In the outrage whipped up by the ABVP members in response to the comment, a complaint was lodged against Hansda for hurting religious sentiments soon after in 2017.

However, Hansda was arrested only after the elections were completed in 2019, thus avoiding the wrath of the Adivasi voter before the elections. Jharkhand, a State created to protect the interests of the Adivasis, has witnessed several instances of lynching of Muslim cattle traders and Adivasis.

On 15 May, Dr Sunil Kumar Nishad, a doctor in Mumbai, was arrested for his Facebook post on Brahmanwad on the complaint of a Shiv Sena worker claiming that the "anti-Hindu" comments hurt his sentiments. Dr Nishad, a Bahujan activist, is out on bail.

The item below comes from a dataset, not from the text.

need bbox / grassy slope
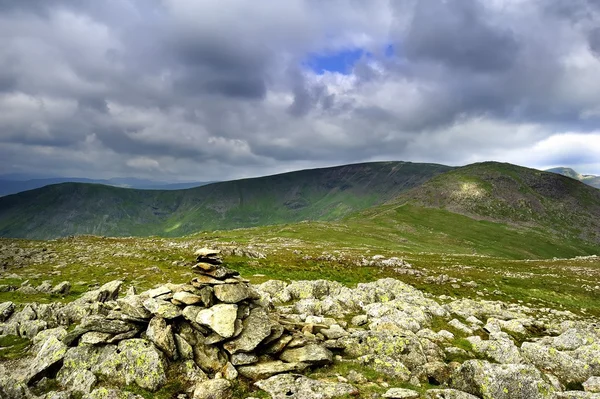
[0,162,451,238]
[546,168,600,188]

Increasingly, the right to free speech and expression is mediated through the arbitrary exercise of power by the police establishment and its political masters.

This undermining of core democratic debates is achieved through intimidation.

The police, across the country, continue to arrest people under the discarded section 66A of the IT Act, and sometimes section 66 which has nothing to do with speech issues.

In the absence of any accountability about the relevance of provisions of law invoked and the "crime" that's supposed to have been committed, in many instances sedition law, cheating and forgery sections also are added.

By the time the legal process unwinds through its torturous course, the victims would have learnt a sobering lesson on the virtues of silence.

Meanwhile, those in the benign shadow of the political establishment refine their skills of online abuse and threats without any need for self-regulation or "reasonable restrictions."